Rather than logging onto your 3PAR with local user accounts you can use AD to authenticate users and determine what rights they have within the system. We will look at 2 ways of getting LDAP authentication setup, first using the 3PAR SSMC and second using the CLI. In the CLI section I will provide a script you can just modify to get AD authentication setup nice and easily for you.
SSMC Method
1 Open up SSMC for the system you wish to work on
2 Open the main menu and choose LDAP, from the security submenu. If you cannot see it click show more on the far right of the main menu
3 Once in the LDAP screen, from the actions menu on the right of the screen click create
4 You will see a dialog box appear where you fill out all your LDAP details.
- The first section is Server Details. Choose Active Directory.

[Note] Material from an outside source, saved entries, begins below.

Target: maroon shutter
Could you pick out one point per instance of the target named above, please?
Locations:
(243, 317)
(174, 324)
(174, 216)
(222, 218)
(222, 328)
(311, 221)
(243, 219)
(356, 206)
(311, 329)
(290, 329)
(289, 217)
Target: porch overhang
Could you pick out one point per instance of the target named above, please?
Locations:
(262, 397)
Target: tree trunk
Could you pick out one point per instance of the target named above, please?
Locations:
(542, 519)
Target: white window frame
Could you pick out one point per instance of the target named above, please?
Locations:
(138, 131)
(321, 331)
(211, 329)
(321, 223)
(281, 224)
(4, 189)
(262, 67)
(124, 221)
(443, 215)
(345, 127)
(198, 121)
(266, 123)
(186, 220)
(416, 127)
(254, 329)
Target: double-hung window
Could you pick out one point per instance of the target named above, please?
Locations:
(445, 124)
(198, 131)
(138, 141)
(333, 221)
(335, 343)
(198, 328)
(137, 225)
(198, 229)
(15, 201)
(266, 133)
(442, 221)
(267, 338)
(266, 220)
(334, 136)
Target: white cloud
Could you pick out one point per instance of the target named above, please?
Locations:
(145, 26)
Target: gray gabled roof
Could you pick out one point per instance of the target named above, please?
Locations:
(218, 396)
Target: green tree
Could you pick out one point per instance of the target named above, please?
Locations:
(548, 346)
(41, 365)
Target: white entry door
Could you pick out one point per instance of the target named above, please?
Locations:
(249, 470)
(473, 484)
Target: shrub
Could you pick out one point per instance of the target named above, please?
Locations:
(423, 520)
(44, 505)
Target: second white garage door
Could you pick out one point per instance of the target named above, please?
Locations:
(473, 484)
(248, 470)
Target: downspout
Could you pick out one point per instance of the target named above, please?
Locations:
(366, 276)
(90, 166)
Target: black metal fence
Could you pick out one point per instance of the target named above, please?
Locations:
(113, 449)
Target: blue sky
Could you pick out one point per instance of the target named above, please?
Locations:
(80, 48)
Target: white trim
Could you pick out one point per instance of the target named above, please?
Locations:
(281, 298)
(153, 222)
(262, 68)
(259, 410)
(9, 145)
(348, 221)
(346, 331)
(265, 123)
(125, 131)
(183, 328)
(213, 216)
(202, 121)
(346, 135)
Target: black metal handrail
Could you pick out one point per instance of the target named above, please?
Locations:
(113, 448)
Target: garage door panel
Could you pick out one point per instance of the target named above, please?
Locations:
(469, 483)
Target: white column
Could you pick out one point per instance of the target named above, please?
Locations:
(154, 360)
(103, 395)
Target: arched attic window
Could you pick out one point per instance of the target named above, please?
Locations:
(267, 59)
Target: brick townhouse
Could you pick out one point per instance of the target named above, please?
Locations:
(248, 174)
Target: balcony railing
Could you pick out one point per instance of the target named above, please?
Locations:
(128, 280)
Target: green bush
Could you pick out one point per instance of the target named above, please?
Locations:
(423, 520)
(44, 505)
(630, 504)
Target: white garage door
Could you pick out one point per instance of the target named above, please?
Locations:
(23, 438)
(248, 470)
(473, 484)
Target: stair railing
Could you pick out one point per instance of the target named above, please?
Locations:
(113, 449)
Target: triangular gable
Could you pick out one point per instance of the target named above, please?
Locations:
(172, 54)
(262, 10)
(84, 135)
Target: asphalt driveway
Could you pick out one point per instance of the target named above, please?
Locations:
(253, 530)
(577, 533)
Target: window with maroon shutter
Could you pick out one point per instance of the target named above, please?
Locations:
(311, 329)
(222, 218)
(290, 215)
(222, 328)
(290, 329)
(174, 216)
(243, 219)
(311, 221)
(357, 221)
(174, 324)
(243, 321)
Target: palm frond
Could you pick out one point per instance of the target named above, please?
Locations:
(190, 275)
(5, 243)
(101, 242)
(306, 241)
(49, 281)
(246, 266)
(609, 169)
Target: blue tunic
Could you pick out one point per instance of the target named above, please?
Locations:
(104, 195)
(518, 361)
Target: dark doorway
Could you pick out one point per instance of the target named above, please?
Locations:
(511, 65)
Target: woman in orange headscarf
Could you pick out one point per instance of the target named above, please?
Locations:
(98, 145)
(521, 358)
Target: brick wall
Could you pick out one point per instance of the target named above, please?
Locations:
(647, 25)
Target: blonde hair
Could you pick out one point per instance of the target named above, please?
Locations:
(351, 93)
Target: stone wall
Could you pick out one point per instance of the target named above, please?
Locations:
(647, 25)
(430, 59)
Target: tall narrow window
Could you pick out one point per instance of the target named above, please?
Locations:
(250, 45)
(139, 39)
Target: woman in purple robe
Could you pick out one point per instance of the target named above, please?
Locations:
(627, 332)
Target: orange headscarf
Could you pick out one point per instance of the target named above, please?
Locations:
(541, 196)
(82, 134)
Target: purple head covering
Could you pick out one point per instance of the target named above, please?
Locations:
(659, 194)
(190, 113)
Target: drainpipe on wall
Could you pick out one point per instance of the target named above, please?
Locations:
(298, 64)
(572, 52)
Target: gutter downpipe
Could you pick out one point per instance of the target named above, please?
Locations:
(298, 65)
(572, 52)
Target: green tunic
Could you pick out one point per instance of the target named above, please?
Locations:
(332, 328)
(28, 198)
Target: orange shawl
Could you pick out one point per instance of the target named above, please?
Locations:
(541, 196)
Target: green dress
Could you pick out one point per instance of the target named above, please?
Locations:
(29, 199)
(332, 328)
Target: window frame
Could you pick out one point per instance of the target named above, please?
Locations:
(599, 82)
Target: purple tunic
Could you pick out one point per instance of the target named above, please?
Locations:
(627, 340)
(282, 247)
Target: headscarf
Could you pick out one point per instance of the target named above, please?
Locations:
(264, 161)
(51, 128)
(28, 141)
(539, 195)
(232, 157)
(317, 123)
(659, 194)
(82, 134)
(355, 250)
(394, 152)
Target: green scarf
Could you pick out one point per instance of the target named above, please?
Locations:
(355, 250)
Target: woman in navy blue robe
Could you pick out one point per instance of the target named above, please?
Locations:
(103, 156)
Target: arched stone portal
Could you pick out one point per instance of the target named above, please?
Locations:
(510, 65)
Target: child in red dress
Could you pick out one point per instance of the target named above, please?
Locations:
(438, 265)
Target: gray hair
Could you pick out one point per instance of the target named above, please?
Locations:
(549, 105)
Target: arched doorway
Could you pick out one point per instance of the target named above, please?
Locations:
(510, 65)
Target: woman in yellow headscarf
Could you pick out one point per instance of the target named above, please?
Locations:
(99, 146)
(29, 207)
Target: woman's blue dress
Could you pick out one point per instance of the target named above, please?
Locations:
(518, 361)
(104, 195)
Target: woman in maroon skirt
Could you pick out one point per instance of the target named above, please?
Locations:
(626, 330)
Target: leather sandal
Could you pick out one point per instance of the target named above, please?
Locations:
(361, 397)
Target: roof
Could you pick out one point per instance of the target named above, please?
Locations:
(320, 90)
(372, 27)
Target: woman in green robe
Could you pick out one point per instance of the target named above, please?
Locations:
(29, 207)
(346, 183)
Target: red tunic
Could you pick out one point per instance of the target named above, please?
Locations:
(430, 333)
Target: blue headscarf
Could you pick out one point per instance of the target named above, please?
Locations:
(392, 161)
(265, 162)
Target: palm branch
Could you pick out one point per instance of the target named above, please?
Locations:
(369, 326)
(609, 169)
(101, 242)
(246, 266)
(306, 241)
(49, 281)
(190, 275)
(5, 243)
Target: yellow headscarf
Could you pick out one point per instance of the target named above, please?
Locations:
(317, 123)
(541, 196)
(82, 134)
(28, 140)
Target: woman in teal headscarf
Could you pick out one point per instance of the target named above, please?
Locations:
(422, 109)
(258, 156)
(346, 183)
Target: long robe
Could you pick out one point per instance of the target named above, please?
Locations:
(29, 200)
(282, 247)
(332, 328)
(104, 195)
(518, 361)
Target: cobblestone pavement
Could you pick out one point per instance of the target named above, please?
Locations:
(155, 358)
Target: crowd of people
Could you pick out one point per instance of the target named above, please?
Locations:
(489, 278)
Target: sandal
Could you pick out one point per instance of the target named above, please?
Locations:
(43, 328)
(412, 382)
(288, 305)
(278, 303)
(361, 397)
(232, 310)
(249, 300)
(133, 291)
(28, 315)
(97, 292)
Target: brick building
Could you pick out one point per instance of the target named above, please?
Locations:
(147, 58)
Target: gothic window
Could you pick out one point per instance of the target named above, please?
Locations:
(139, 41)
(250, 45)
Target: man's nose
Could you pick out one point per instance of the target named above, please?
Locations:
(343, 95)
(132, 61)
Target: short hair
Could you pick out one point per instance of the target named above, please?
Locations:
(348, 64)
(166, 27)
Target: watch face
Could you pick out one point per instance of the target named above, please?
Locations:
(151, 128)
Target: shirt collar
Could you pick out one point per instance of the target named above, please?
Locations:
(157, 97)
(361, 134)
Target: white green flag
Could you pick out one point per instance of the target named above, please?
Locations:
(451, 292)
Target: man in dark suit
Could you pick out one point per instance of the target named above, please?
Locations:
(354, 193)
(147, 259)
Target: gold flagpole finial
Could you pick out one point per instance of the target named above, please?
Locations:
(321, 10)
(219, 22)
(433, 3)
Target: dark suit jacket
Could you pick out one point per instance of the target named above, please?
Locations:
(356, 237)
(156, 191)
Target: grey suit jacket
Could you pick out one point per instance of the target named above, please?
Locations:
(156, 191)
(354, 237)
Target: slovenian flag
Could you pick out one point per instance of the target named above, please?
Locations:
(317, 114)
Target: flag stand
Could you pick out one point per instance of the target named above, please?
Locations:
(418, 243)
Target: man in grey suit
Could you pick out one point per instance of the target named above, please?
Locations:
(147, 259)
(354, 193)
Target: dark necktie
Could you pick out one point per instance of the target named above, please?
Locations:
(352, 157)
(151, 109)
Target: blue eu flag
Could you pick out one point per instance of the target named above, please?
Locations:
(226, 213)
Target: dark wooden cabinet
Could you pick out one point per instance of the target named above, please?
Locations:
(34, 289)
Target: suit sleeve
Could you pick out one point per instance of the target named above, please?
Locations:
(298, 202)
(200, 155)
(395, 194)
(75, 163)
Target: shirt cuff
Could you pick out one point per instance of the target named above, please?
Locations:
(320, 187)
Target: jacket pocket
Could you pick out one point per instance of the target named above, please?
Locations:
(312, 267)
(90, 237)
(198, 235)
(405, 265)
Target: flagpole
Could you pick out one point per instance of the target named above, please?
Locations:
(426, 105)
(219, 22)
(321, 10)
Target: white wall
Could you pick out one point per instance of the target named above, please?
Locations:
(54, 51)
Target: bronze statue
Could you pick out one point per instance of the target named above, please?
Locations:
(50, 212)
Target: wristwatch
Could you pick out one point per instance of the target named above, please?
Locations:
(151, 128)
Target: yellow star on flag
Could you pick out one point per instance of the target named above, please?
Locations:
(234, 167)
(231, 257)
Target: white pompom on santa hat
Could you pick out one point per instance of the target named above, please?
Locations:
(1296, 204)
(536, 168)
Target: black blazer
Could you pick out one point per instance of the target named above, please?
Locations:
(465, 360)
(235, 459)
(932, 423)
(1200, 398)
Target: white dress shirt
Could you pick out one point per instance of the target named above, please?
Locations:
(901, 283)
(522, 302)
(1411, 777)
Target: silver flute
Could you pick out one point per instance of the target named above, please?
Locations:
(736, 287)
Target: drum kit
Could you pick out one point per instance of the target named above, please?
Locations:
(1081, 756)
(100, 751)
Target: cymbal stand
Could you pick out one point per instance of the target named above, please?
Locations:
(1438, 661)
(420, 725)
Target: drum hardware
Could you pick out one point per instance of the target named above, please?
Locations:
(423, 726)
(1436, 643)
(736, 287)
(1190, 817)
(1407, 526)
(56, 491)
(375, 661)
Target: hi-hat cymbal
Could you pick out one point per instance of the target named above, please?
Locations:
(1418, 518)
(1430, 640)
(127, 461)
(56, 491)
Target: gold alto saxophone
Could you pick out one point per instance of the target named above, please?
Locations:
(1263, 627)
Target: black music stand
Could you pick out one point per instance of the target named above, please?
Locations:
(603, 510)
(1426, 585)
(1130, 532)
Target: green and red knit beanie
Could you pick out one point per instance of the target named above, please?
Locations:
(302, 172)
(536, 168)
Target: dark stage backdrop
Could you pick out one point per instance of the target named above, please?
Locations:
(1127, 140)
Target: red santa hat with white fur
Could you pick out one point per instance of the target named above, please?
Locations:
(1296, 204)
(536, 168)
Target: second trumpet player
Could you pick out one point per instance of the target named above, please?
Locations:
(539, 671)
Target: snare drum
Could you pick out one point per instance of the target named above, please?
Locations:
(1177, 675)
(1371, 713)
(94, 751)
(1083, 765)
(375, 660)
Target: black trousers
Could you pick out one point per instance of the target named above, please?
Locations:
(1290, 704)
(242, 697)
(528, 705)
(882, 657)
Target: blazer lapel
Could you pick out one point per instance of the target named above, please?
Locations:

- Then in the Accounts DN box below enter the distinguished name of the base location for your user accounts in AD
- The next set of options I have highlighted in green to show that you can these can be set to be the AD defaults as shown in the screenshot below
- Account object class = user
- Account Name Attribute = sAMAccountName
- Member of attribute = memberOf
5 In the binding section
- In the SASL mechanism choose GSSAPI from the drop down menu
- Set the Kerberos realm to the realm in which your Kerberos information is stored
- The Kerberos server IP field is optional
6 In the connection details section
- LDAP server – the DNS name of your LDAP server as long as you are running 3PAR OS 3.1.2 or above. If running a version earlier than this you will need to enter the IP address of your LDAP server instead
- LDAP server name – If you entered the DNS name of your LDAP server above this will be automatically populated
6 That’s the actual LDAP setup complete, now you just need to choose which accounts have access. Access is based on looking up an AD group, you will need to provide the AD group you wish to give access
- In the Authorization section click add authorizations
- For Authorization group choose the level of access you wish to grant browse-map for read only, super-map for admin access
- In group distinguished name enter the DN of the group you wish to grant access
CLI Method
Viewing Current Configuration
Show the current authentication settings
showauthparam
If you want to clear out all current settings and start again
setauthparam –f –clearall
Commands Breakdown
The commands you are going to run will fall under three sections; configuring the connection parameters, configuring the binding (authentication) parameters and finally configuring the account location parameters. I have made the text bold to show the commands you would need to customise for your environment, the other commands will remain standard.
1 Connection settings
- IP address of DC that will handle authentication setauthparam ldap-server <IP_address of DC>
- DNS hostname of DC used for authentication setauthparam ldap-server-hn <DNS_HostName
- Set Kerberos realm (domain name) setauthparam kerberos-realm <LDAP_ServiceName eg MYDOMAIN.COM>
2 Configure authentication parameters. These commands won’t change and will just be as below in a standard AD implementation
- setauthparam binding sasl
- setauthparam sasl-mechanism GSSAPI
3 Configure account parameters
- Location of user accounts setauthparam accounts-dn <dn_path eg “OU=Users,DC=mydomain,DC=com >
- setauthparam account-obj user
- setauthparam -f account-name-attr sAMAccountName
- setauthparam memberof-attr memberOf
- Provides Super user rights to the specified group setauthparam super-map “CN=3ParAdministrators,OU=groups,DC=mydomain,DC=com”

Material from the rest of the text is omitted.